Reputation: 4299
I am trying to find out how I could retrieve which clusters are "children/descendent" to "parent" clusters. Let me illustrate this with the following plot.
This plot is a normal dendrogram with different clustering solutions. What I would like to draw is the path between the smaller clusters and the larger clusters. The reason I want to do this is that I have a very large dataset and I have complex clusters and I need to understand which clusters "descend" (small clusters) from the large clusters.
# Load data
data(USArrests)
# Compute distances and hierarchical clustering
dd <- dist(scale(USArrests), method = "euclidean")

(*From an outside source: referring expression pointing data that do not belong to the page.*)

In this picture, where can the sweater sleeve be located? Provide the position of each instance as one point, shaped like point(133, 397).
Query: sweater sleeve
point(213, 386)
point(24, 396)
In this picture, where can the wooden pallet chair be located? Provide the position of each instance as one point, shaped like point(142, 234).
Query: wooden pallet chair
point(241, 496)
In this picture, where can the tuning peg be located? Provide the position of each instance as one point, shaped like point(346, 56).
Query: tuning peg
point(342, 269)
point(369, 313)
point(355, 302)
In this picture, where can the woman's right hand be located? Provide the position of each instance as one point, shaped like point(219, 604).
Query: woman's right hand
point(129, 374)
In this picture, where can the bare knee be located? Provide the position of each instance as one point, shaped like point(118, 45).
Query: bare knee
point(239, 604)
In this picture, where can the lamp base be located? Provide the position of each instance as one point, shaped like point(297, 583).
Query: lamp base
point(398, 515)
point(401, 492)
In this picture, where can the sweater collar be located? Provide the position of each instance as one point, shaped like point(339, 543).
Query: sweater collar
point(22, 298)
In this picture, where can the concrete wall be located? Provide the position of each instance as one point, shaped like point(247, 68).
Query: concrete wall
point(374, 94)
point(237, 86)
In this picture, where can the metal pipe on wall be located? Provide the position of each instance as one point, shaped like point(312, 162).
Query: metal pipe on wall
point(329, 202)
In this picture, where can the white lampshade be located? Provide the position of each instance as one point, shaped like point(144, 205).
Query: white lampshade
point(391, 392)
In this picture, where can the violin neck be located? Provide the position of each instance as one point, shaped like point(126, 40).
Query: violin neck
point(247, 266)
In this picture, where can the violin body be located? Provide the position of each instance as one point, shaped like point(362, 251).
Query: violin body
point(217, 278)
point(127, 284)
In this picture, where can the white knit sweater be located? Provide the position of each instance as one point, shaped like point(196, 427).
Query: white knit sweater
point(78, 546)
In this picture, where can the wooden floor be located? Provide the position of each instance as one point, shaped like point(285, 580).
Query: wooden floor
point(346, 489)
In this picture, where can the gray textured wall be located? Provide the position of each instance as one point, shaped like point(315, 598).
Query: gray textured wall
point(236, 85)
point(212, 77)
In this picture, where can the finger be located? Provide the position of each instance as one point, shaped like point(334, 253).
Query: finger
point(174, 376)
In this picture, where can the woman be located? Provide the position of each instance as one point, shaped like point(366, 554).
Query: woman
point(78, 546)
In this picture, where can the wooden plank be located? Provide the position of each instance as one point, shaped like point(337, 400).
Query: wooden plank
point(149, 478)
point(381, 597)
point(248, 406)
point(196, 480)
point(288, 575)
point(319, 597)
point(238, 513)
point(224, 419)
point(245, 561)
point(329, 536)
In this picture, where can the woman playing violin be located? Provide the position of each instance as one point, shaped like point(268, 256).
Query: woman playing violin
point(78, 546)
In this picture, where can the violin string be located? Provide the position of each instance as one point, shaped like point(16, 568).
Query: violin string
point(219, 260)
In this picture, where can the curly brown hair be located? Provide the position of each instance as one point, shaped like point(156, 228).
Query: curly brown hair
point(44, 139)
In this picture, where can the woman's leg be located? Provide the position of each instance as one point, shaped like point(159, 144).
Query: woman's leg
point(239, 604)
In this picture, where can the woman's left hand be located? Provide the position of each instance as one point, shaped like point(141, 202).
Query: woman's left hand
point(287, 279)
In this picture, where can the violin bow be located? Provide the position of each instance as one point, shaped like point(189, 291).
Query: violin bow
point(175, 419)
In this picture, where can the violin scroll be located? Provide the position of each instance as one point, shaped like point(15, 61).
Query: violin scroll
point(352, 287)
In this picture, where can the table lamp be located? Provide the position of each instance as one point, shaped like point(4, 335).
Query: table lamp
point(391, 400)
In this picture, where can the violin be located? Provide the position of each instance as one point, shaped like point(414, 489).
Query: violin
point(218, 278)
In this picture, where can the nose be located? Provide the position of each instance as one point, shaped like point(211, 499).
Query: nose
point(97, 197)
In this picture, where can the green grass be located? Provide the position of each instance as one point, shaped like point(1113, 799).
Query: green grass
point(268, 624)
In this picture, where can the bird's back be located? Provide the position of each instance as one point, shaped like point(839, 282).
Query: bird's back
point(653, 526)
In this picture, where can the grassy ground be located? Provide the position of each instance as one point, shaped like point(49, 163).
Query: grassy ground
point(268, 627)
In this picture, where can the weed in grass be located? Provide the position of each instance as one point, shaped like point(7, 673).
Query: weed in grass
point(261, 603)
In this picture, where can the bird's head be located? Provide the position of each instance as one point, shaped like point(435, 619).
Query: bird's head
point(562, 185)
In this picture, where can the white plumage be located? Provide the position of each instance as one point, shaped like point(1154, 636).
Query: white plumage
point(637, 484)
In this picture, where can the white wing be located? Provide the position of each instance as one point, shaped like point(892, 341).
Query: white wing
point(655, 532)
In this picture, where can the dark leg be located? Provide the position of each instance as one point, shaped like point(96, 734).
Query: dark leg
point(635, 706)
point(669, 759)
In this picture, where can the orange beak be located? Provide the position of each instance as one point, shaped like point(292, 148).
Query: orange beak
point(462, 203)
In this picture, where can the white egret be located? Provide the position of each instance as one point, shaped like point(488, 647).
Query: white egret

hc <- hclust(dd, method = "ward.D2")
par(mfrow = c(2,2))
# Plot the obtained dendrogram
plot(hc, cex = 0.6, hang = -1)
rect.hclust(hc, k = 2, border = 2:5)
plot(hc, cex = 0.6, hang = -1)
rect.hclust(hc, k = 4, border = 2:5)
plot(hc, cex = 0.6, hang = -1)
rect.hclust(hc, k = 8, border = 2:5)
plot(hc, cex = 0.6, hang = -1)
rect.hclust(hc, k = 12, border = 2:5)
For instance, here I have two solutions: 2 clusters and 4 clusters. It is unclear to me how I can know which sub_grp2
clusters were divided from the 2 sub_grp1
clusters (and so on).
# Cut tree into 4 groups
sub_grp1 <- cutree(hc, k = 2)
sub_grp2 <- cutree(hc, k = 4)
sub_grp3 <- cutree(hc, k = 8)
sub_grp4 <- cutree(hc, k = 12)
USArrests$sub_grp1 = sub_grp1
USArrests$sub_grp2 = sub_grp2
USArrests$sub_grp3 = sub_grp3
USArrests$sub_grp4 = sub_grp4
What I really would like to draw, or retrieve in any way, is something like:
This would really help me know which of the smaller clusters "descend" from the larger ones.
Does that make sense?
Upvotes: 2
Views: 876
Reputation: 37641
One solution would be to convert your dendrogram to an igraph
graph and use the plotting tools available in igraph.
With all 50 states it is a little crowded, but you can see the tree structure.
## Convert to a phylo, then to igraph
library(ape)
PH = as.phylo(hc)
IG = as.igraph(PH)
## Make a nice layout
LO = layout_as_tree(IG)
LO2 = LO[,2:1]
LO2[,1] = LO2[,1]*6
## plot
plot(IG, layout=LO2, vertex.size=80, edge.arrow.size=0.5,
rescale=F, vertex.label.cex = 0.8,
xlim=range(LO2[,1]), ylim=range(LO2[,2]))
Upvotes: 2
Reputation: 46898
You can try the clustree
package. The order might not be similar to that in the dendrogram, but you can see the relationship:
library(clustree)
data(USArrests)
# Compute distances and hierarchical clustering
dd <- dist(scale(USArrests), method = "euclidean")
hc <- hclust(dd, method = "ward.D2")
Ks = c(1,2,4,6,8)
clus_results = sapply(Ks,function(i){
cutree(hc,i)
})
colnames(clus_results) = paste0("K",Ks)
clustree(clus_results, prefix = "K")
Upvotes: 2